Roger Chapman is one of the world’s top runners in his division at 60 years old, taking home his medal in the 800 meters this past weekend.
Plant City’s Roger Chapman won gold in the 800 meters last weekend at the USA Track & Field 2022 Masters Outdoor Championships at the University of Kentucky in Lexington, K.Y.
At 60 years old — racing in the 60-64 year old division — he clocked in with a time of 2:19.54 to take the top spot on the podium.
Born in England, Chapman has always been a runner, ultimately leveraging that ability into a track and field scholarship at Eastern Kentucky University where he ran in the 400 meters and 800 meters, earning a degree in computer science. After his time at EKU, he attended the University of Edinburgh in Scotland for his masters degree before returning to the states and earning his PhD in cognitive systems engineering. With graduate work filling his time before the focus shifted to his career, running had become an afterthought for Chapman, especially at the competitive level.
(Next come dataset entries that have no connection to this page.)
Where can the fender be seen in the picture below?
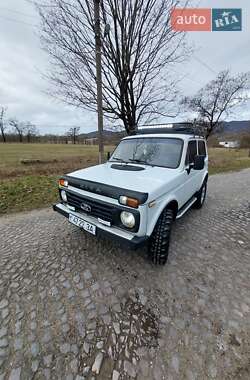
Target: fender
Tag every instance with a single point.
(155, 211)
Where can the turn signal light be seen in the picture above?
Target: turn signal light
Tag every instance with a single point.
(131, 202)
(63, 182)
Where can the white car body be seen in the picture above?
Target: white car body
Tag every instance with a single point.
(162, 185)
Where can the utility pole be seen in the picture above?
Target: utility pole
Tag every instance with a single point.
(98, 52)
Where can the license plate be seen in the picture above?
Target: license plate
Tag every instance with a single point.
(82, 224)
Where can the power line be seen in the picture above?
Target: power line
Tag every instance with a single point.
(204, 64)
(18, 12)
(18, 21)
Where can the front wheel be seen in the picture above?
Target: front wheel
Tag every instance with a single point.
(201, 195)
(160, 238)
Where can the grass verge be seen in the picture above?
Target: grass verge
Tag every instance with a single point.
(27, 193)
(25, 188)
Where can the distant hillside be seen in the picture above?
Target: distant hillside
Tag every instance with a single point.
(94, 134)
(236, 126)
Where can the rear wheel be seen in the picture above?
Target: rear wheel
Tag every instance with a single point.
(160, 238)
(201, 195)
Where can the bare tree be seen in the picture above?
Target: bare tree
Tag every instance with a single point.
(139, 47)
(217, 99)
(3, 126)
(73, 133)
(19, 128)
(30, 131)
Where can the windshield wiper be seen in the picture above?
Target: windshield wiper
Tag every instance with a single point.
(139, 161)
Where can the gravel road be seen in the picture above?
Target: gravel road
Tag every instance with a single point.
(73, 307)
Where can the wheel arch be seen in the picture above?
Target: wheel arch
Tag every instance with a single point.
(171, 203)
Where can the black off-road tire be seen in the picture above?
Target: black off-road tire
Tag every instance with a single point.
(160, 238)
(201, 195)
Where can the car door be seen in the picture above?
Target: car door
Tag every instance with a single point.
(191, 176)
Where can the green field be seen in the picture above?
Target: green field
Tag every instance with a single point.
(25, 185)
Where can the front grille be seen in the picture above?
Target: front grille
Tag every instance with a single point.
(100, 210)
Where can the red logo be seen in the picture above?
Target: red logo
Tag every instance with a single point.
(191, 19)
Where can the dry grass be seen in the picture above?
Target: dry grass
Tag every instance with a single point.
(224, 160)
(54, 159)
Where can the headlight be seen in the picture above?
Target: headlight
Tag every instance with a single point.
(131, 202)
(64, 196)
(127, 219)
(63, 182)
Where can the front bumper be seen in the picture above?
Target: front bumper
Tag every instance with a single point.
(119, 236)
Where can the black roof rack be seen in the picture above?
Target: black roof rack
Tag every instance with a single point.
(176, 128)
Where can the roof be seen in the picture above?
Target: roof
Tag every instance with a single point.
(182, 136)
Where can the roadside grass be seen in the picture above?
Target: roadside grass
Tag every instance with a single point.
(27, 186)
(226, 160)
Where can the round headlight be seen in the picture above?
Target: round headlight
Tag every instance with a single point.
(127, 219)
(64, 196)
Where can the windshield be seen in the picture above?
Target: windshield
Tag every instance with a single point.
(165, 152)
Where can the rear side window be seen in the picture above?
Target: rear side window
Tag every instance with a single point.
(191, 152)
(202, 148)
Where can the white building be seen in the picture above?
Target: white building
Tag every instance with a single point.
(230, 144)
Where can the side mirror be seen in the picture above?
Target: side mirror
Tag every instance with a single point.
(199, 162)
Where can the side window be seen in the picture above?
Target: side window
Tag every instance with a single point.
(191, 152)
(202, 148)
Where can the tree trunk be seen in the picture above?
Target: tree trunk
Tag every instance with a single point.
(3, 135)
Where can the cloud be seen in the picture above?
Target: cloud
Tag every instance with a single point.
(22, 87)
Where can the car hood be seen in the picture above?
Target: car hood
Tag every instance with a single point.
(149, 180)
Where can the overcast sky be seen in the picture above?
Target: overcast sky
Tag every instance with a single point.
(22, 62)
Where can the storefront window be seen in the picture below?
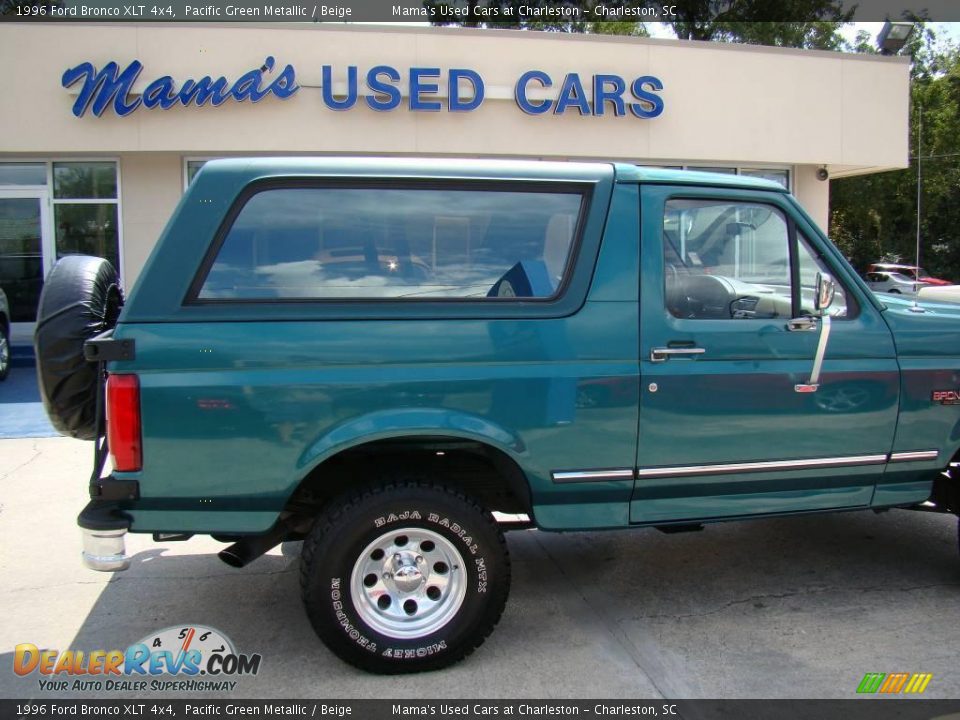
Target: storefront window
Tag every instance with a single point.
(722, 171)
(87, 229)
(93, 180)
(193, 167)
(23, 174)
(85, 212)
(778, 176)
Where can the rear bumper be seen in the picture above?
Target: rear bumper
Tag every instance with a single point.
(104, 528)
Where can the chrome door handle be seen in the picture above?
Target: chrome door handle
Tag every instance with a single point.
(806, 324)
(814, 383)
(664, 354)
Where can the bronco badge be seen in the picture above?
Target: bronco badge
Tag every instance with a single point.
(946, 397)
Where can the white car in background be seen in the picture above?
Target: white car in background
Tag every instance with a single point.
(940, 293)
(892, 282)
(4, 336)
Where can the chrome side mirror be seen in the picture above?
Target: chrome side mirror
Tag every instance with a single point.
(826, 289)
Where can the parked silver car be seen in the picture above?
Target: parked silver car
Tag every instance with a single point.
(4, 336)
(891, 282)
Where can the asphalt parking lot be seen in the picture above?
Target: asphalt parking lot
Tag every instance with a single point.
(795, 608)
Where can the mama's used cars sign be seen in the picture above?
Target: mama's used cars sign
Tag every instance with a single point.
(381, 90)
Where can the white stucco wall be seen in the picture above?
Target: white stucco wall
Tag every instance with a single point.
(723, 104)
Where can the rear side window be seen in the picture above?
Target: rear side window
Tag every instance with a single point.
(324, 243)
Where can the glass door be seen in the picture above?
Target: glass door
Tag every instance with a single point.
(26, 255)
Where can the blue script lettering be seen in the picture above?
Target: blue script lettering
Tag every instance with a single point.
(110, 86)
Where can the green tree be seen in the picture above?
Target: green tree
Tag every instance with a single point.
(873, 216)
(757, 22)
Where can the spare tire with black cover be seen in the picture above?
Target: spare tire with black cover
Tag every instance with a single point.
(80, 299)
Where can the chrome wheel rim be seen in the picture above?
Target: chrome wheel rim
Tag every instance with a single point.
(408, 583)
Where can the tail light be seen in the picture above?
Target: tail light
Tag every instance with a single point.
(123, 422)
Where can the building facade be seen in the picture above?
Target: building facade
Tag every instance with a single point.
(105, 124)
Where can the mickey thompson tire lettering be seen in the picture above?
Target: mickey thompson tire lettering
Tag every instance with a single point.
(414, 520)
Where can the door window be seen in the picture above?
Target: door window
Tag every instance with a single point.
(313, 243)
(726, 260)
(729, 260)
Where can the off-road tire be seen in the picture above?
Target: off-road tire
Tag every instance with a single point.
(409, 513)
(80, 299)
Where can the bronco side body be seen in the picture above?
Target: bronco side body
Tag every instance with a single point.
(375, 355)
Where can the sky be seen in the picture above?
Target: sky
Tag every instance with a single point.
(945, 30)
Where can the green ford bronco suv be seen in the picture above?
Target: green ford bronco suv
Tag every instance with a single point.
(376, 356)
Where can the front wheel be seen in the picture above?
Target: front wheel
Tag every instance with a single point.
(404, 578)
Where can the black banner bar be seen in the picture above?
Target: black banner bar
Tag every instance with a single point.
(142, 709)
(496, 13)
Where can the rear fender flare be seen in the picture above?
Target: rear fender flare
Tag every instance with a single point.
(410, 422)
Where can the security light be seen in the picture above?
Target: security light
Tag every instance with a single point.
(893, 37)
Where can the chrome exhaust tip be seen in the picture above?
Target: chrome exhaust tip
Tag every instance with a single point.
(105, 550)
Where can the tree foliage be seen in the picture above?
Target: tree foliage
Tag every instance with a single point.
(757, 22)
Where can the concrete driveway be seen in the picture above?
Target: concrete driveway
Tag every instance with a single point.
(795, 608)
(21, 412)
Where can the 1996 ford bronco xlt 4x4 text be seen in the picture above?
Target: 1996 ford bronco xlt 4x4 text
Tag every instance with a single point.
(376, 355)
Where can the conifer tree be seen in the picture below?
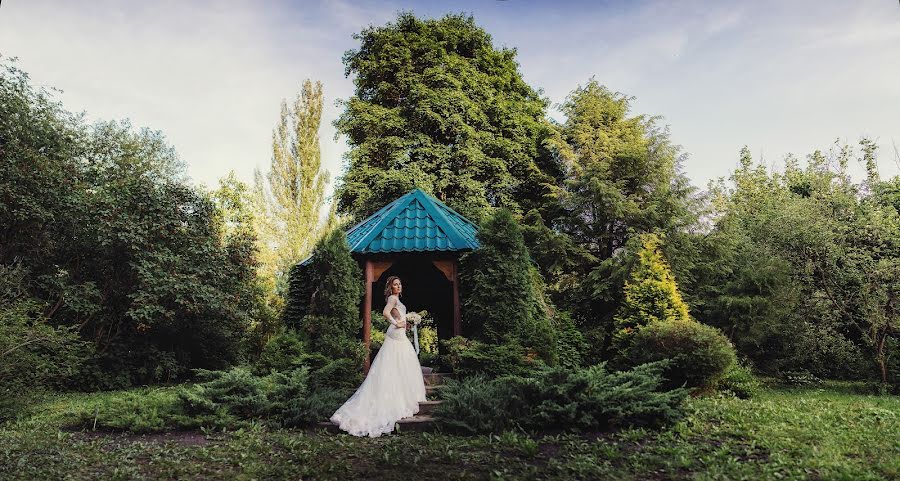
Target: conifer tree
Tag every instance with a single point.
(650, 294)
(501, 298)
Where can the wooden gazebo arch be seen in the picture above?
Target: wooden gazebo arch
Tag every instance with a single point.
(415, 224)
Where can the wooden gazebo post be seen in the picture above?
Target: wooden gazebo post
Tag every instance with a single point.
(367, 313)
(457, 322)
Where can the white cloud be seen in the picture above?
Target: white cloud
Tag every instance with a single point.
(778, 76)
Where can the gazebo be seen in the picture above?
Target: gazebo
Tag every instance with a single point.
(418, 238)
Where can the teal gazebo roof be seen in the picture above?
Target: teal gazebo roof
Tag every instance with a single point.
(415, 222)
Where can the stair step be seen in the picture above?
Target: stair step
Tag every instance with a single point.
(433, 391)
(419, 422)
(435, 379)
(427, 407)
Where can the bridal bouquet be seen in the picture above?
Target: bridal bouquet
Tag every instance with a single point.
(415, 319)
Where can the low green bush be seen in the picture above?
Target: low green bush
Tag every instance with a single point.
(561, 398)
(700, 354)
(799, 377)
(221, 399)
(740, 381)
(284, 352)
(467, 357)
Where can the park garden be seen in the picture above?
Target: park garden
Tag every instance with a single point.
(617, 322)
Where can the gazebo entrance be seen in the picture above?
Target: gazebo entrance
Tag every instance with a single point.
(418, 238)
(425, 287)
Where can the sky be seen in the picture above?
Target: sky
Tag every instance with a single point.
(779, 77)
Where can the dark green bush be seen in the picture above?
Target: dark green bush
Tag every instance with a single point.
(502, 302)
(313, 408)
(283, 352)
(467, 357)
(799, 377)
(571, 344)
(237, 392)
(739, 380)
(700, 354)
(561, 398)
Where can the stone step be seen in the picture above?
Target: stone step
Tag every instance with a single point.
(436, 378)
(427, 407)
(433, 392)
(419, 422)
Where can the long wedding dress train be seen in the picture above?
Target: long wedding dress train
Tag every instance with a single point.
(391, 391)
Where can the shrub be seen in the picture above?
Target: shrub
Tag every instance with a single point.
(700, 354)
(34, 355)
(799, 377)
(571, 344)
(739, 380)
(236, 392)
(651, 295)
(558, 397)
(500, 293)
(283, 352)
(468, 357)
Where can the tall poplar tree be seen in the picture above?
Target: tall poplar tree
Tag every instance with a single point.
(292, 193)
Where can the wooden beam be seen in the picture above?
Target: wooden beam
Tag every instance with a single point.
(379, 267)
(445, 266)
(367, 314)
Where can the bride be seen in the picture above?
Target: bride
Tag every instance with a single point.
(394, 385)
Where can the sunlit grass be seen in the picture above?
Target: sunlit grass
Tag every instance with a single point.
(804, 433)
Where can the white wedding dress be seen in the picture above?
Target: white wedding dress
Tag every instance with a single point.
(391, 391)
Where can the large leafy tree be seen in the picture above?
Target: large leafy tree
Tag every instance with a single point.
(805, 276)
(622, 178)
(117, 246)
(439, 107)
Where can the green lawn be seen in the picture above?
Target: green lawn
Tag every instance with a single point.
(803, 433)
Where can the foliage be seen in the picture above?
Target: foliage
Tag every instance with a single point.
(117, 244)
(650, 295)
(331, 323)
(561, 398)
(721, 437)
(622, 179)
(34, 355)
(571, 343)
(700, 355)
(825, 292)
(739, 380)
(284, 352)
(290, 196)
(466, 357)
(501, 292)
(439, 107)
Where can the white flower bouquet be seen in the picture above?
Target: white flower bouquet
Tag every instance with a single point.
(415, 319)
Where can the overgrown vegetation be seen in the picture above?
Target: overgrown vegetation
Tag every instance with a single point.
(789, 434)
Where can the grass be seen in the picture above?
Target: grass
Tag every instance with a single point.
(800, 433)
Chapman spent much of his career in Pennsylvania before later starting his own small business — Collaborative Work Systems, Inc. — and relocating to Plant City in 2008. Just running recreationally for exercise, he was re-introduced to competitive running when former friends through track and field posted photos on Facebook from USATF events. In 2016 he attended his first National Senior Games Association meets and returned to competition through the NSGA and USATF Masters again in 2019. He slowed down in 2020 and 2021, in part due to the COVID-19 pandemic, but decided to really take it more seriously and ramp up his training over the past year, culminating in his championship-winning performance this month.
“At this age, I’m 60 years old, for me it’s like going back in time,” Chapman said. “For me to get back on the track it’s really like going back in time. It’s something that is a bit of a comfort zone for me, it brings back memories and it brings back a lot of intangibles. I run like a lot of people, there’s a lot of people in Plant City that run, but it’s different to be on a track and run a race. And a lot of people that used to run track in their youth are not aware of the opportunity to keep running. You can look at Disney, the races they have for long-distance runners, for 5K runners, for half marathon runners, there’s so much opportunity to do that but I think that people who maybe enjoyed track in high school, they don’t understand that you can keep going. You’re not just limited to running on the roads and those Disney-like runs. Through those organizations, the USATF Masters and the Senior Games, there are opportunities.”
The USATF Masters offers local, regional, national and international competition opportunities in track and field and long distance running for competitors 25 years or older, divided into age groups based on five-year increments. They also offer race walking for athletes 35 years and older. The National Senior Games Association is similar, a non-profit organization dedicated to motivating active adults to lead a healthy lifestyle through the senior games movement and offering competition opportunities for athletes 50 years or older.
Chapman trains on the local tarmac roads and paths around town, using phone apps to manage his training and track his progress, but yearns for a more accessible option to train on a rubberized surface and a community of older runners that can all train together. He suggested the possibility of a non-profit track club that could potentially gain access to Plant City High School’s new track for training once it’s completed.
In 2019, Chapman was ranked 125th in the world and 15th in the United States in his age group for the 800 meters and after increasing his training and competing and moving into a new age bracket, he’s currently ranked 10th in the world and second in the United States for the Mens 800 meters.
At 60, Chapman just wants to keep running, primarily to stay fit but adds that track meets also give him something to train for. His next goal is the World Masters Outdoor Championships, to be held in Poland in 2023, which would be another experience and a chance to both represent and potentially medal for the USA.
“Track and field changed my life in the sense that, I was a very shy kid,” Chapman said. “And like a lot of people, being good at something and having somebody pat you on the back, winning something or winning in sports, that can be very good for your confidence. It changed my life in that way but it also changed my life in coming to America, it gave me an opportunity to come, it absolutely changed my life. Now I’m a U.S. citizen. After getting my masters, I’ve spent the rest of my life in this country. It opened up opportunities to me but it also benefitted my health.”